ラームとルーシャは乳児ほどの大きさだから、ケリスの背はちょうど良い滑り台代わりなのだ。
ちなみにシュメイとオルムルも腕輪の力でラーム達と同じくらいの大きさに変じているが、このような遊びに高じる時期は過ぎている。
超越種、特に竜は一歳を超えると独り立ちを認められる。そしてシュメイは一歳二ヶ月、オルムルは一歳七ヶ月だから静かに湯に浮かんでいる。
──そろそろシャルロットさん達も来ますよ──
シュメイは湯に浸かったまま、脱衣所の方に顔を向ける。
ここを使うのはシャルロット、ミュリエル、セレスティーヌの女性王族三人とアミィ達だ。それぞれの居室にも浴室は付属しているが、今日は宮殿にいる全員が大浴場を選んだらしく脱衣所や近辺から多くの魔力波動が感じられる。
「気にしなくて良いですよ」
「ぶぶ~! ぶぶ~!」
浴室に入ってきたのはシャルロット、そして上機嫌なリヒトだ。もちろん母子のみではなく、アミィとタミィが左右を固めた上に後ろにはシャミィもいる。

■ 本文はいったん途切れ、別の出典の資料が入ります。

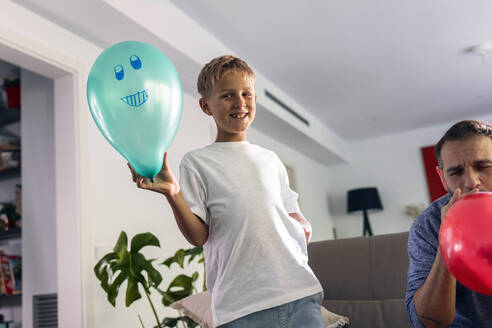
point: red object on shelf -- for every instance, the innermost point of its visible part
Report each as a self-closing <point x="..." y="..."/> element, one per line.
<point x="434" y="183"/>
<point x="13" y="96"/>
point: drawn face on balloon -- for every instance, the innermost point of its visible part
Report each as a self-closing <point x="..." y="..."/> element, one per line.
<point x="140" y="97"/>
<point x="135" y="98"/>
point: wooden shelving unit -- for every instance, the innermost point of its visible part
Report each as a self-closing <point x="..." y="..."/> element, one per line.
<point x="9" y="115"/>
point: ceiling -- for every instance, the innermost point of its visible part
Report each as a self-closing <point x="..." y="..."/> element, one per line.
<point x="364" y="68"/>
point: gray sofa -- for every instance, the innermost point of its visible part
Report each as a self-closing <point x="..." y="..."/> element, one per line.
<point x="364" y="278"/>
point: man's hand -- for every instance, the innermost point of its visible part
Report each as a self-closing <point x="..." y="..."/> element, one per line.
<point x="164" y="182"/>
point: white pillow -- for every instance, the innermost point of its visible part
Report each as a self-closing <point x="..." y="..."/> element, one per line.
<point x="334" y="320"/>
<point x="197" y="307"/>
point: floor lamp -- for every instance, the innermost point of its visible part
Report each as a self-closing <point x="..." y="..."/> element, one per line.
<point x="364" y="199"/>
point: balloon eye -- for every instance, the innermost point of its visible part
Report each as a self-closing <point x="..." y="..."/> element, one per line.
<point x="136" y="62"/>
<point x="119" y="72"/>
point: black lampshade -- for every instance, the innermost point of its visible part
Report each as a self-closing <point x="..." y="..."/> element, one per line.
<point x="363" y="199"/>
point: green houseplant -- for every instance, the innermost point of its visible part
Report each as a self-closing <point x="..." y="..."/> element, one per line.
<point x="123" y="264"/>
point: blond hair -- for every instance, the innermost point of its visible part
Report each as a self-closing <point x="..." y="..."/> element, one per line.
<point x="218" y="67"/>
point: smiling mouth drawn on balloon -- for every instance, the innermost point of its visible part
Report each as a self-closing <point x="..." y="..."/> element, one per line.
<point x="136" y="99"/>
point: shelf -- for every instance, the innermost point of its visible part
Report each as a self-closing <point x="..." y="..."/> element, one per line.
<point x="10" y="173"/>
<point x="9" y="115"/>
<point x="13" y="233"/>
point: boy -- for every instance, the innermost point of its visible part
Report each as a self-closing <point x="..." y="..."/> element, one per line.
<point x="234" y="199"/>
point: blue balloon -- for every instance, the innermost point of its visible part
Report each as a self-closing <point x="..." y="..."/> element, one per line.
<point x="135" y="97"/>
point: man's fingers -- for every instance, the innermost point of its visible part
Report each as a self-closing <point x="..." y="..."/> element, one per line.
<point x="455" y="198"/>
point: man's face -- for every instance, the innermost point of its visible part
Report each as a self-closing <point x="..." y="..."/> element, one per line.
<point x="467" y="164"/>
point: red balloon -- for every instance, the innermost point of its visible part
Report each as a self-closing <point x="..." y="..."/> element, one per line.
<point x="465" y="240"/>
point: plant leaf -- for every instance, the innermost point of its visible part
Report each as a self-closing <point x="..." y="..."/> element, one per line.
<point x="114" y="288"/>
<point x="146" y="265"/>
<point x="143" y="239"/>
<point x="132" y="293"/>
<point x="121" y="245"/>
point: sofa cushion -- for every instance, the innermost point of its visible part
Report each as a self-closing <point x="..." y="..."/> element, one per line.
<point x="389" y="262"/>
<point x="374" y="314"/>
<point x="343" y="267"/>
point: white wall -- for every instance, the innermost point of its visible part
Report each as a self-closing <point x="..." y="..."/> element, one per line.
<point x="394" y="165"/>
<point x="38" y="183"/>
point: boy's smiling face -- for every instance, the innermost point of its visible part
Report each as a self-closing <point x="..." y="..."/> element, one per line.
<point x="232" y="104"/>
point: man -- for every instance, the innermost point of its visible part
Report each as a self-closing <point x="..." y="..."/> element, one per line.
<point x="434" y="298"/>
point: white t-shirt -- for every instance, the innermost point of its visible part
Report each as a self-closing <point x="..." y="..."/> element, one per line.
<point x="255" y="255"/>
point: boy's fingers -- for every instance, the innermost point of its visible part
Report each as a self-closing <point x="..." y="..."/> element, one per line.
<point x="142" y="183"/>
<point x="165" y="163"/>
<point x="134" y="175"/>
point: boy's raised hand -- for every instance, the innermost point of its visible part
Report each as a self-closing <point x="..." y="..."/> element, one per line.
<point x="164" y="182"/>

最近リヒトは母と共に風呂に入るようになった。大浴場には温めの湯船もあるから、そちらを使うのだ。
まだリヒトは生後四ヶ月半、大人と同様の温度では高すぎるとアミィは語っていた。この辺りは炎竜のシュメイには分からない感覚である。
シュメイは火の力が多く含まれた場所が大好きで、今も湯温の高い場所を漂っているのだ。
もっとも種族が違っても分かることはある。
白く輝くシャルロットの姿は、この星を創った女神アムテリアを思わせる。囲む三人が天狐族、つまり眷属だから尚更そう感じるのだろうか。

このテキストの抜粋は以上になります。